Funding has been allocated for the creation of the Prime Minister’s Science, Innovation and Technology Advisory Council and to support policy advice capacity within the sector, which is good to see, even if the make-up of that advisory body has a distinct slant towards the agricultural sector.
The Elevate fund, which supports start-ups, received a $100 million top-up, and there is targeted funding for the new PROs. However, these are relatively modest compared to the scale of cuts elsewhere.
As IT Professionals NZ CEO Victoria MacLennan told NZ Herald, there was a distinct lack of direct investment in workforce development, entry-level roles, or tangible support for the tech sector’s immediate needs in Budget 2025.
While some welcomed the focus on commercialisation and the establishment of new research organisations, others, like Dr. James Hutchinson of KiwiNet, stressed that start-ups and research-intensive companies need more direct support, not just incentives for established businesses.
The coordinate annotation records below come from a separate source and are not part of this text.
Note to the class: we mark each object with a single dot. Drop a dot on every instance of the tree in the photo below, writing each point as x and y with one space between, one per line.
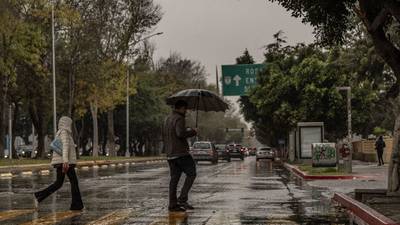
9 31
300 83
246 58
332 20
178 73
111 30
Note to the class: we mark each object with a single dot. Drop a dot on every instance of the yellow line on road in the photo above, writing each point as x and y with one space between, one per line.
172 219
9 214
113 218
53 218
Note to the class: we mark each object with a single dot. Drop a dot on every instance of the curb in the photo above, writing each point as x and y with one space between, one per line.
361 212
80 164
305 176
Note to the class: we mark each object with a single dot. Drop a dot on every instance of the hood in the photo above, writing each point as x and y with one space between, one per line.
65 123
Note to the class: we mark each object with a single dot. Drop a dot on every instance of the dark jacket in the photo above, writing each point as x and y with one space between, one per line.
380 144
175 135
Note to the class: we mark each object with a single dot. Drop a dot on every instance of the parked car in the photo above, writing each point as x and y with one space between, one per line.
253 151
25 151
236 151
265 153
204 151
223 152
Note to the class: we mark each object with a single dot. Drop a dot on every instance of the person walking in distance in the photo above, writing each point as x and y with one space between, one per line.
64 164
380 146
175 136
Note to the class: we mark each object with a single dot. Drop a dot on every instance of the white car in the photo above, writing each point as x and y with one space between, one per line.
265 153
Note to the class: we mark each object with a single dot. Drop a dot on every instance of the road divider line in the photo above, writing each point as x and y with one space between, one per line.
9 214
44 172
113 218
172 218
27 173
53 218
5 174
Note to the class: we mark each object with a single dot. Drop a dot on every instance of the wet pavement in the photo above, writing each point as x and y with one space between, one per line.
240 192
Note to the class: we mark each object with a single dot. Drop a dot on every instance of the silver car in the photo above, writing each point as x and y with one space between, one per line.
265 153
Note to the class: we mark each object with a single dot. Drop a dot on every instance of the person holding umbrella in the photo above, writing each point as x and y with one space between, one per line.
175 136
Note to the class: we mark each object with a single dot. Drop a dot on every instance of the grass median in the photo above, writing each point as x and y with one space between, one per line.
25 161
308 169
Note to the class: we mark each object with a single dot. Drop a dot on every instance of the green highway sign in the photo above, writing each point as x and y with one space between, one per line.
238 79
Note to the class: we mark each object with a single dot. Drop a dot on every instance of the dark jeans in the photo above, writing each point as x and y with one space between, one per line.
178 166
76 195
380 157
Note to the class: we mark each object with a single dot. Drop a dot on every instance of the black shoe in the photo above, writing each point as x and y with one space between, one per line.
186 205
177 208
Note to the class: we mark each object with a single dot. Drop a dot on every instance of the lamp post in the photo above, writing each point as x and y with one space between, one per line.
349 133
54 71
10 132
127 94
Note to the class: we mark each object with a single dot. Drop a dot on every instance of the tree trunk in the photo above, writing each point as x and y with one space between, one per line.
14 128
94 110
110 133
37 118
393 170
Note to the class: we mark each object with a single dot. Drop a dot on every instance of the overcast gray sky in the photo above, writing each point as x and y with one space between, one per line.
215 32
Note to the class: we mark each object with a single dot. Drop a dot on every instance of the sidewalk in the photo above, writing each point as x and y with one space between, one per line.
368 177
15 169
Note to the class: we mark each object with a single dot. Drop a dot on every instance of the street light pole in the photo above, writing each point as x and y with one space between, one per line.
127 111
10 132
54 72
349 129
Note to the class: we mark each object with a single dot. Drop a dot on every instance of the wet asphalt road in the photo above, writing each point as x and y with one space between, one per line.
228 193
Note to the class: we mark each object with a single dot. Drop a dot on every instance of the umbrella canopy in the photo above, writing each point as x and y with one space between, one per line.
199 99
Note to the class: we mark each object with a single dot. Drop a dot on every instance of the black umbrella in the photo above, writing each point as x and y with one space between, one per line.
199 99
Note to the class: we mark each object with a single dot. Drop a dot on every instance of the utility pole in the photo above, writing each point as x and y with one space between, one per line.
54 72
217 79
127 112
349 131
10 132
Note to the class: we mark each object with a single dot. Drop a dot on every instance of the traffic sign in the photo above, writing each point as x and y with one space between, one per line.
234 130
238 79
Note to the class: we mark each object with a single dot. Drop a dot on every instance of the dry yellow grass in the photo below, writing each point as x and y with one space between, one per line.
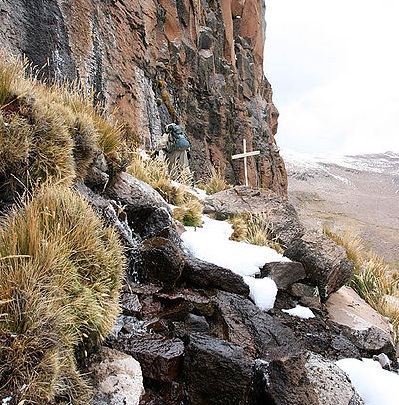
60 276
189 213
372 280
49 131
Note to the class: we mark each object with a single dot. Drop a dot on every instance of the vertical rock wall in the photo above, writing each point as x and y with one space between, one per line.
197 62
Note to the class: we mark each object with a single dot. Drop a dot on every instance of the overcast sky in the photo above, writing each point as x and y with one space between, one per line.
334 70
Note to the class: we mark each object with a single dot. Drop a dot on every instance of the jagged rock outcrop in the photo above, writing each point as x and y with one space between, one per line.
200 339
197 62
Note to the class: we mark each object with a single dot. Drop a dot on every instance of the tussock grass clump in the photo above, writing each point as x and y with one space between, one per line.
216 183
60 277
260 231
256 229
49 131
373 280
189 213
240 229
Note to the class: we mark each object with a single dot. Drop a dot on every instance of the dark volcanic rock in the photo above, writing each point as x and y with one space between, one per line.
218 372
204 274
137 198
260 334
160 358
284 274
326 263
161 261
284 381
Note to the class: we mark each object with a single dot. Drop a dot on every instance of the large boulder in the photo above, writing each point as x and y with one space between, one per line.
260 334
159 260
331 385
326 264
117 378
364 326
203 274
160 358
284 274
283 381
139 201
217 371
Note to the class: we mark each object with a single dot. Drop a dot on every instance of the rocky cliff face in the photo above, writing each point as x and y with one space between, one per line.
197 62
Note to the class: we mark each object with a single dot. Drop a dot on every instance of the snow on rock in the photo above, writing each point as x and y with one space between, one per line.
300 312
211 243
374 384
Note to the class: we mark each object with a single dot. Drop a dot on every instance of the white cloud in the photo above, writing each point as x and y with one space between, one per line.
334 71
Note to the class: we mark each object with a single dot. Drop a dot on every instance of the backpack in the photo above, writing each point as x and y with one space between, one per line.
180 142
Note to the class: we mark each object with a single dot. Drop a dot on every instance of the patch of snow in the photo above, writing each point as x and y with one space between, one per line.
300 312
211 243
263 291
374 384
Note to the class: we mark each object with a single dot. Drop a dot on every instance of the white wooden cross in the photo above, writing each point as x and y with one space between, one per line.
244 155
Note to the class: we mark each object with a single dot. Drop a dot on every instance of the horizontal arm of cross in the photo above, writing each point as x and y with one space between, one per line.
246 154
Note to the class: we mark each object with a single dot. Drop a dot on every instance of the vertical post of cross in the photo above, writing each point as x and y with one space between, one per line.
244 155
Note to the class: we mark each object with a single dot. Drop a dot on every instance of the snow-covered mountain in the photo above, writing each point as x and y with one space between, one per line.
360 193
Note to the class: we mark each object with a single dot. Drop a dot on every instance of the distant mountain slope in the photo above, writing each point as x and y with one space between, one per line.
360 193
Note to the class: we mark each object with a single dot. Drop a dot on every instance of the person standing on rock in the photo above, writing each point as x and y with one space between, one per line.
176 148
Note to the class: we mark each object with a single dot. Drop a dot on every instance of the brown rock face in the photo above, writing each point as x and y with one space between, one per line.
199 63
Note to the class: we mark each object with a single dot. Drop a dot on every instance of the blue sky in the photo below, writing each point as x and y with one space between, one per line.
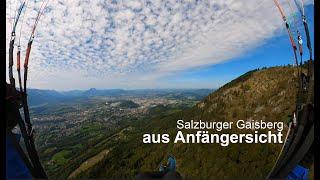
153 44
276 51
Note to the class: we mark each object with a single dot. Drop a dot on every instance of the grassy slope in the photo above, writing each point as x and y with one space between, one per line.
267 94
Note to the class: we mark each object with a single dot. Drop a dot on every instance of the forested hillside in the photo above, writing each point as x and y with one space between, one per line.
267 94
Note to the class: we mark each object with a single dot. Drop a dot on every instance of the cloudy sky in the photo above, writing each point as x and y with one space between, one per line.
150 44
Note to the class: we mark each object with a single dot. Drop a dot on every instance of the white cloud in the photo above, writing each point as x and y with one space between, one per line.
82 44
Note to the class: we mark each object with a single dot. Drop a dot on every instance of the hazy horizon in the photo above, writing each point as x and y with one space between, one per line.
139 45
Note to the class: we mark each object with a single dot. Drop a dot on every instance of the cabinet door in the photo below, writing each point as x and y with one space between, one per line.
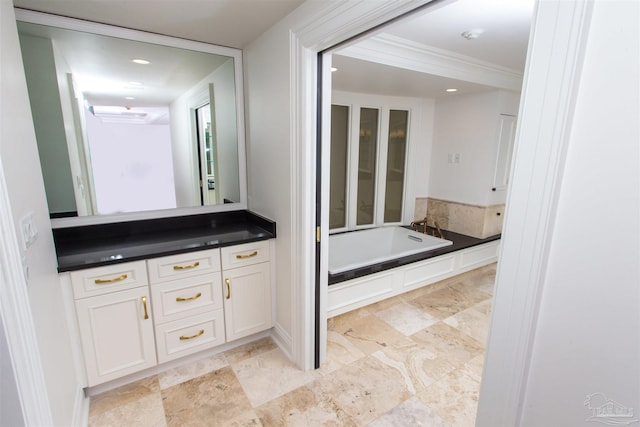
117 334
247 300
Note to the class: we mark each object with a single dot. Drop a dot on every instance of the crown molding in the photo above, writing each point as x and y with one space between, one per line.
398 52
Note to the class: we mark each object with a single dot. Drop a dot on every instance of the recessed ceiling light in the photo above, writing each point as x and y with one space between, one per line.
472 34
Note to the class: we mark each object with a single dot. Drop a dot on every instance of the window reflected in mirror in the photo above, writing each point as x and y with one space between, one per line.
126 126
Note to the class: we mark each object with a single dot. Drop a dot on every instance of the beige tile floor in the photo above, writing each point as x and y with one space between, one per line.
412 360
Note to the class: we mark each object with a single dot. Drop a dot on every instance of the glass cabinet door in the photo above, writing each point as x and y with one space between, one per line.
367 154
338 168
396 153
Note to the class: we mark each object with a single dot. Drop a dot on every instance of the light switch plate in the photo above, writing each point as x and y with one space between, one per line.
29 230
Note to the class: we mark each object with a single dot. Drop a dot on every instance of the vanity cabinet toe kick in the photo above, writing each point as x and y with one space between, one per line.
133 316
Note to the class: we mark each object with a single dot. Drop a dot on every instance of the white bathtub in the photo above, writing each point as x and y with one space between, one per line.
355 249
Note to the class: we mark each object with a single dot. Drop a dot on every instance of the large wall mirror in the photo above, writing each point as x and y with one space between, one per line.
132 125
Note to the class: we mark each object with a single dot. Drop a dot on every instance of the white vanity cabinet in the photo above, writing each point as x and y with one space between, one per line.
246 273
114 320
186 294
134 315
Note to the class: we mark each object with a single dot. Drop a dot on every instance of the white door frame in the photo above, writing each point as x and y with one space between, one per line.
18 321
555 56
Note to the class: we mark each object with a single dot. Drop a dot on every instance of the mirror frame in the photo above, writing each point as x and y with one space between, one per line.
142 36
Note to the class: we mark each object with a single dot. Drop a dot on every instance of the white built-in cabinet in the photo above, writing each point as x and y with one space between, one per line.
134 315
247 298
115 320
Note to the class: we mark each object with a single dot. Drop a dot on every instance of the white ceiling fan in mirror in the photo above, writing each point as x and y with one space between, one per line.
115 114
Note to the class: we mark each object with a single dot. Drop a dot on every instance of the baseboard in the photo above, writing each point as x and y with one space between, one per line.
283 340
81 409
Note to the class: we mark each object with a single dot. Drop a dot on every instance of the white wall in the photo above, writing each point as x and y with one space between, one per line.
226 131
588 330
421 120
40 69
269 171
10 409
19 157
467 125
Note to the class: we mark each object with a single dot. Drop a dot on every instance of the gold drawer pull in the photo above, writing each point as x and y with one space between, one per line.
183 338
115 279
251 255
196 296
144 304
186 267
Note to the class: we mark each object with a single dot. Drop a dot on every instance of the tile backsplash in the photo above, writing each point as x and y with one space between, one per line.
472 220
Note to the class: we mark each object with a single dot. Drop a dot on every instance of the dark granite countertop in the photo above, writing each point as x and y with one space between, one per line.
97 245
460 241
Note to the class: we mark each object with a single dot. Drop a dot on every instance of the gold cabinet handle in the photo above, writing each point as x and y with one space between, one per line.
251 255
183 338
115 279
144 304
196 296
186 267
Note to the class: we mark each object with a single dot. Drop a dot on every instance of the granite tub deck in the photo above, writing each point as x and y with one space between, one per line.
97 245
460 242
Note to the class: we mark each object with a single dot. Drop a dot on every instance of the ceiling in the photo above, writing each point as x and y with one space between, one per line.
235 23
505 26
231 23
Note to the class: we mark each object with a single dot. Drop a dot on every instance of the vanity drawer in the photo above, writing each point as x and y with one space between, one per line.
186 297
183 265
190 335
110 278
245 254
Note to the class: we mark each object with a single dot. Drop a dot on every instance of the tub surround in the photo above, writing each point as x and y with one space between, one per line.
460 241
472 220
97 245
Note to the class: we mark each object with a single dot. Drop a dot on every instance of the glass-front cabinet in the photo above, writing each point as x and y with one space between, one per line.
368 162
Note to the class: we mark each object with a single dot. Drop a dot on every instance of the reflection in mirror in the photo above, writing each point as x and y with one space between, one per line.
126 125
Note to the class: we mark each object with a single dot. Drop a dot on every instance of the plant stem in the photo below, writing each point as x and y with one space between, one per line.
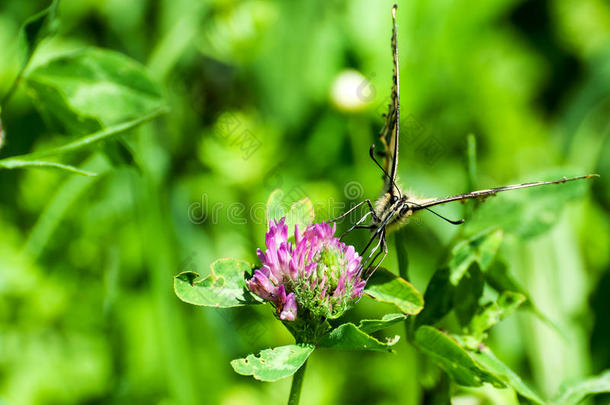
297 384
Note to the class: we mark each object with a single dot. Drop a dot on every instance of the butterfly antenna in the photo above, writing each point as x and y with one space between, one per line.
372 154
458 222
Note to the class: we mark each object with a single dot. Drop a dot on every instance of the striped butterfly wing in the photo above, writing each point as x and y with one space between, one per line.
389 134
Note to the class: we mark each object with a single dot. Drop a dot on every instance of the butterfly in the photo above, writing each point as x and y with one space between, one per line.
393 209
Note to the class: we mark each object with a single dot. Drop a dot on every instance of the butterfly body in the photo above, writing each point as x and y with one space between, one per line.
394 208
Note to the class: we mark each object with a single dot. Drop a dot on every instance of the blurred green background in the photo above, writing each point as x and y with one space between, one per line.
272 94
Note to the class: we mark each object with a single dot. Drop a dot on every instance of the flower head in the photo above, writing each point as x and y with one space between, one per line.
315 272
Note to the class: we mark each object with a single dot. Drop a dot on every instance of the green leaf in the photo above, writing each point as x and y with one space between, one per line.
225 287
401 253
11 163
500 279
438 298
574 392
275 210
374 325
301 213
487 359
273 364
491 314
36 28
387 287
529 212
88 90
467 294
84 142
480 248
350 337
450 356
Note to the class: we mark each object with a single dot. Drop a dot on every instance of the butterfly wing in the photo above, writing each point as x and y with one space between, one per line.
389 133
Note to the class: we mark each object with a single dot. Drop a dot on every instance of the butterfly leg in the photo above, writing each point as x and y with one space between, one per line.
367 261
384 247
357 225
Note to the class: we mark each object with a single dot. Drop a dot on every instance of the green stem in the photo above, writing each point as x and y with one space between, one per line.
297 384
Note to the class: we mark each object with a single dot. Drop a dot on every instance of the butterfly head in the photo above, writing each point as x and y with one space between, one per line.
392 209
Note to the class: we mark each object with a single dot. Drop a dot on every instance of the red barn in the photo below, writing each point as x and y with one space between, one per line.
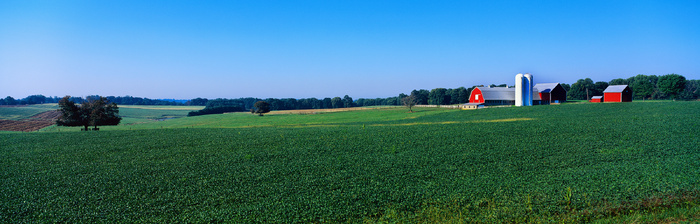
617 93
493 96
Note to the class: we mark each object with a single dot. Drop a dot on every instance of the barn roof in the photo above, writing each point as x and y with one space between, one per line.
615 89
545 87
497 93
503 93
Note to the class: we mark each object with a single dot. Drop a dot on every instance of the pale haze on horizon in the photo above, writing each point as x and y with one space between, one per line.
304 49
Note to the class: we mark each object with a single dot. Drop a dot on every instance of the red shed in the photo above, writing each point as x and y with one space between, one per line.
617 93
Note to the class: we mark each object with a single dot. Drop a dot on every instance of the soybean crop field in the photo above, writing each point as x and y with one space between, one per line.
570 163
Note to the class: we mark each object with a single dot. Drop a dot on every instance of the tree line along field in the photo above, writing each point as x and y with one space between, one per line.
626 162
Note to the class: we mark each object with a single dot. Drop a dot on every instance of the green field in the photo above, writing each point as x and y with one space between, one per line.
610 163
24 112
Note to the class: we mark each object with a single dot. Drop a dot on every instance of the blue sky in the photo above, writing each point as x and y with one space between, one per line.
302 49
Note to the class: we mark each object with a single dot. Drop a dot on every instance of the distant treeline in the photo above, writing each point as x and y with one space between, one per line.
671 86
121 100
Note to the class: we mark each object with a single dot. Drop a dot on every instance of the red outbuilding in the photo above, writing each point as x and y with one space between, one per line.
617 93
596 99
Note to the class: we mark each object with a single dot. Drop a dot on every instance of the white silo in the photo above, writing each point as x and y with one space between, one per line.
528 89
519 90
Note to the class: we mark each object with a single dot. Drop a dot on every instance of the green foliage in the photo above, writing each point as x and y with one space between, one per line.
671 84
438 96
24 112
92 112
565 163
219 106
261 107
581 89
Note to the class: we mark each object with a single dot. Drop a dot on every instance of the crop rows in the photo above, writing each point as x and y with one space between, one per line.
559 160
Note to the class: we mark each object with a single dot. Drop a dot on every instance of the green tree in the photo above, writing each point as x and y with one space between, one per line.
671 84
581 89
643 86
691 90
618 81
261 107
93 112
438 96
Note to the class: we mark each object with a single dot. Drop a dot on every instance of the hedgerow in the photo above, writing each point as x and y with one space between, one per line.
568 163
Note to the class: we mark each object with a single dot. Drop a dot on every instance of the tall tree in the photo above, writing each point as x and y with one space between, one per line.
643 86
671 84
94 112
618 81
691 91
438 96
581 89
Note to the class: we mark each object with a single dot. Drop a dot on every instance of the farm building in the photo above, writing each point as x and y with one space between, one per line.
470 106
550 93
617 93
491 96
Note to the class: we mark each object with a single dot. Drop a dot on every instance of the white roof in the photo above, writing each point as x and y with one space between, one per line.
497 93
545 87
615 89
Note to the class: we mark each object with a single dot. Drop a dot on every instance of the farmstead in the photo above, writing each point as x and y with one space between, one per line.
524 94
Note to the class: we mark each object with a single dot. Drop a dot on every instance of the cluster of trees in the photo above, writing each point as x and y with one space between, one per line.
437 96
279 104
671 86
91 112
219 106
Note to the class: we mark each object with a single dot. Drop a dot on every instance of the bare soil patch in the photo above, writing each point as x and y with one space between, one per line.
315 111
34 123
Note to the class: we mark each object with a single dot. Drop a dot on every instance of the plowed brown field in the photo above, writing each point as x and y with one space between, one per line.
34 123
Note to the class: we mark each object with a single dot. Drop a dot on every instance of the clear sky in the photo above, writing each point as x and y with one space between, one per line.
328 48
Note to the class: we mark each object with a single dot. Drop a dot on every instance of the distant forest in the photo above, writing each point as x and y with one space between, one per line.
671 86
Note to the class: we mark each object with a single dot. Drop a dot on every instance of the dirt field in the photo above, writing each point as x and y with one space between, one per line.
34 123
315 111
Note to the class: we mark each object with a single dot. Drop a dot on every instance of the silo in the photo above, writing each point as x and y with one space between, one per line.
519 90
527 82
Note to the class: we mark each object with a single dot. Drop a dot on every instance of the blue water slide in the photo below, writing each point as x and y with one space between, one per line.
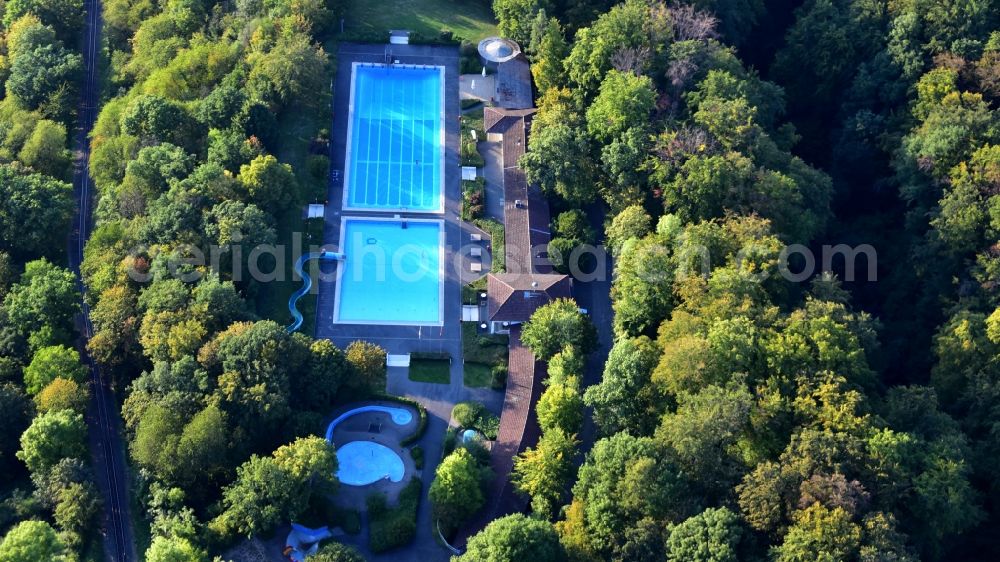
306 283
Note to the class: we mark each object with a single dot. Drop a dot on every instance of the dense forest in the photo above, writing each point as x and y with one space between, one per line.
48 498
740 416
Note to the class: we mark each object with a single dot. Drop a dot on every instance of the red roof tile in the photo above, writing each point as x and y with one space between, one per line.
513 297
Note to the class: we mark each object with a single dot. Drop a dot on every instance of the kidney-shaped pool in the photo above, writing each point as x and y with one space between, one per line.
364 462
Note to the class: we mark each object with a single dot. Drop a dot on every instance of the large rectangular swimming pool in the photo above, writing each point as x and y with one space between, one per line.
395 139
392 273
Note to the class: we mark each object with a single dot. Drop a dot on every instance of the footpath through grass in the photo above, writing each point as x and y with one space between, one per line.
469 19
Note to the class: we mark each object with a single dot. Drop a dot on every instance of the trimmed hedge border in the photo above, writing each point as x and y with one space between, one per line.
431 355
421 425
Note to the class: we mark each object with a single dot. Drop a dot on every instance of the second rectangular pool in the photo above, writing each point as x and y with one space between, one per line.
393 272
395 138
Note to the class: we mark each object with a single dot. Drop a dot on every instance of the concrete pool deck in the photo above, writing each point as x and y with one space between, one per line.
438 399
357 428
396 338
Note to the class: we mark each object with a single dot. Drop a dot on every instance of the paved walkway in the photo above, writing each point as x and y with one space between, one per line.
493 172
475 86
595 296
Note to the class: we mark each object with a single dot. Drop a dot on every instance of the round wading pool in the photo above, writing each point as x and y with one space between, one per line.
363 462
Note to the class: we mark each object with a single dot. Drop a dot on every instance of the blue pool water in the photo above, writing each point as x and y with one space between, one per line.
364 462
395 139
392 275
360 463
400 416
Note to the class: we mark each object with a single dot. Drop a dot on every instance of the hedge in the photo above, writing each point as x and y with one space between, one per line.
393 527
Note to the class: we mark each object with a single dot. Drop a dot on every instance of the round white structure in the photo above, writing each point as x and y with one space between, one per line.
495 50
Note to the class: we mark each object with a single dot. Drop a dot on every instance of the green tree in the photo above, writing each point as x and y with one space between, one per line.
624 400
236 223
271 490
820 534
515 17
556 325
41 305
707 432
514 538
711 536
173 549
51 437
544 472
632 222
44 78
627 480
268 183
457 491
337 552
292 71
27 227
76 510
62 15
626 26
328 371
15 417
50 363
63 394
625 101
561 407
368 361
45 150
155 118
31 541
549 50
559 152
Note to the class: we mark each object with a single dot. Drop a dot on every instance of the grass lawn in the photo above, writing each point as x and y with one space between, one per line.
489 349
482 352
430 370
477 375
468 19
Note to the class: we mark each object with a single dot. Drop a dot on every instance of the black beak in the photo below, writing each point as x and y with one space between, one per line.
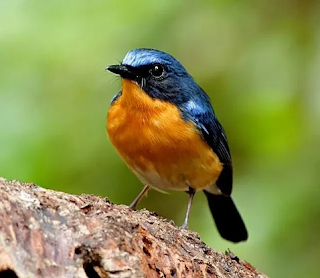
124 71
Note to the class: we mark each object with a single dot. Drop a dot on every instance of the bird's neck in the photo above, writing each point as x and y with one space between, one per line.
134 97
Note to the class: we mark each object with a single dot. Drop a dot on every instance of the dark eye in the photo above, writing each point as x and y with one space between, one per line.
157 70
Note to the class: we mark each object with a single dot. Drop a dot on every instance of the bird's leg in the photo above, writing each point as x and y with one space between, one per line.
191 193
139 197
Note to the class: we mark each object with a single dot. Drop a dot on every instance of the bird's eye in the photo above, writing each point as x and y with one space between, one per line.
157 70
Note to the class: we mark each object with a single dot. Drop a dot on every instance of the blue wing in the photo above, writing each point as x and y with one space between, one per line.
200 112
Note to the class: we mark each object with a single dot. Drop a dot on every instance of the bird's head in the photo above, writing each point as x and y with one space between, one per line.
158 74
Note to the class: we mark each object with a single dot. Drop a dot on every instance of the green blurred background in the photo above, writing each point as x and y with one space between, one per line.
258 60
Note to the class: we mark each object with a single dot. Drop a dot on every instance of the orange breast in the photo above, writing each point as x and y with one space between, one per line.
162 149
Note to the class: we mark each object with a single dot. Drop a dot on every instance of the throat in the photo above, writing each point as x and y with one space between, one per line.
133 96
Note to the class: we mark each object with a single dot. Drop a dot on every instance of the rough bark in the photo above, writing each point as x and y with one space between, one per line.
45 233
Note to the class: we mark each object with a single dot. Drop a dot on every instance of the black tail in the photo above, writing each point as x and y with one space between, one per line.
228 220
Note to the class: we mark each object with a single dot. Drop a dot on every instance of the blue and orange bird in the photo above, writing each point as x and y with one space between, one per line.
163 126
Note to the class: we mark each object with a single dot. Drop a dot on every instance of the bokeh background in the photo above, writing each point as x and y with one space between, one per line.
258 60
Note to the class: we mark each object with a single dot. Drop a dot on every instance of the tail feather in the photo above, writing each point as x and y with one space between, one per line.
227 218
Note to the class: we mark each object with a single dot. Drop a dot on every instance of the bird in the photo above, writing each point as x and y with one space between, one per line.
163 126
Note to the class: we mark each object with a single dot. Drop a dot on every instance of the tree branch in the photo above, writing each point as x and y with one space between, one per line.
45 233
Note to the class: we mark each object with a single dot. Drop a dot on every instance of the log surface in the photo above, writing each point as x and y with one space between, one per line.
46 233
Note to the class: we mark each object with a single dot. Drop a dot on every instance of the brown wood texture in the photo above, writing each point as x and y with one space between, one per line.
46 233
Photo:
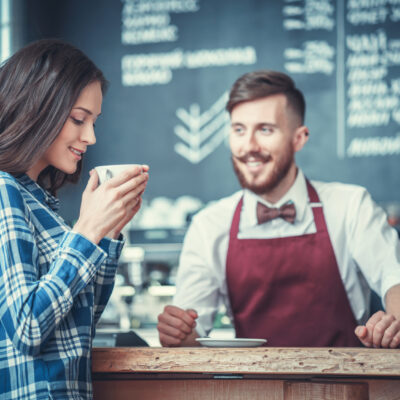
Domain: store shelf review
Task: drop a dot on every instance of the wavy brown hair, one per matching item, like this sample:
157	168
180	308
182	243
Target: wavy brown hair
264	83
39	85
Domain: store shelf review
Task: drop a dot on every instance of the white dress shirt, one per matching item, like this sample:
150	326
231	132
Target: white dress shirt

The Budget, therefore, is seen as holding funding steady in nominal terms, with real-term reductions due to inflation and explicit cuts to several research funds. This will likely further hinder New Zealand’s ability to retain talent and maintain a competitive edge in science and technology.
While the government argues that reforms and targeted investment will foster a more productive, commercially oriented science and innovation system, without a significant uplift in baseline funding, New Zealand will fall further behind global peers in research intensity and innovation capacity.
Tonight will see the tech sector descend on Wellington for the annual Hi-Tech Awards so it will be interesting to gauge rection from people - once they have a couple of drinks in them.
With the unpleasant reality that the Budget was only hammered into shape at the expense of the pay equity provisions, which freed up $12.8 billion in future spending provisions, we need our innovative companies to lead the way in growing the economy. We also need significant tax reform given the ballooning costs of superannuation and healthcare. The Government is prioritising the former, but the jury is certainly still out on whether it is putting the building blocks in the right order to allow that to happen.
Congratulations to all finalists in the Hi-Tech Awards, I’ll be there, so say hi if you recognise me!